Best and worst of times - plus the possibility of Clinton-Bush rematch
America: Few events could equal the sense of being at the epicentre of history in Chicago on election right
I felt a certain empathy for both candidates when the seemingly endless succession of airports, hotel rooms and campaign rallies ground to a halt on Wednesday morning.
President Obama, not a man prone to public displays of emotion, shed tears when thanking campaign staff in Chicago. That’s what people do when they’re tired.
As he disappears into the black hole of failed presidential candidates, Mitt Romney must be wondering what he’ll do with his life. Romney’s conservative fiscal instincts kicked in at the hour of defeat. By the time staff took taxis home from his concession speech, their campaign credit cards had already been cut off.

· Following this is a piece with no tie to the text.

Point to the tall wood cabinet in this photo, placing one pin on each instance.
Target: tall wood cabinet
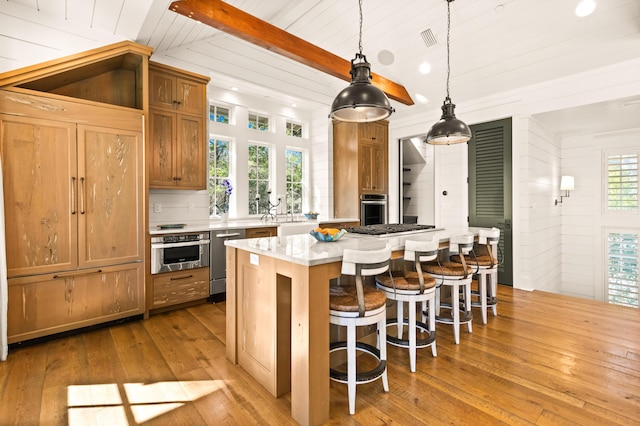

The campaign gave me some of the best and worst times I’ve known as a reporter. Few events could equal that sense of being at the epicentre of history in Chicago on election night. I’d been sorry to miss the 2008 celebration, but perhaps this one was better. Hope restored after trials and tribulations is coated with a patina of bittersweetness.
My worst moments also coincided with an Obama speech, through no fault of his. I covered the last two nights of the Democratic convention in Charlotte in a haze of codeine painkillers, from a Ramada Inn with peeling wallpaper and cockroaches, after tearing the ligaments in my right ankle.
When Romney’s “47 per cent video” was released in September, I recalled Bruce Perrault, a retired teacher I met at a Romney rally in New Hampshire last January. Perrault expressed disgust with the 47 per cent of Americans who don’t pay income tax.
The idea was obviously percolating in Republican circles.
I heard Obama called a communist Muslim, and Romney a fascist. I learned not to object to such nonsense; it made interviewees snap shut like clams. Romney rallies offered surreal moments: women in dirndls serving strudel to the sound of polka music in little Bavaria; the candidate boasting to an empty football stadium in Detroit that “my wife drives a couple of Cadillacs”.
There was humour too. Arriving at a Tea Party rally in a Michigan backwater on a cold night, I was greeted by a half-dozen youths brandishing “Don’t Believe the Liberal Media” placards. “I am the liberal media,” I blurted out, and we laughed together. They weren’t ideologues at all; just hard-up college students turned mercenaries for a right-wing group in Virginia.
A Tea Party activist in Florida said No to an interview because he’d read my reporting on the internet and didn’t like it. Right-wing candidates did not respond to interview requests, I suspect for the same reason.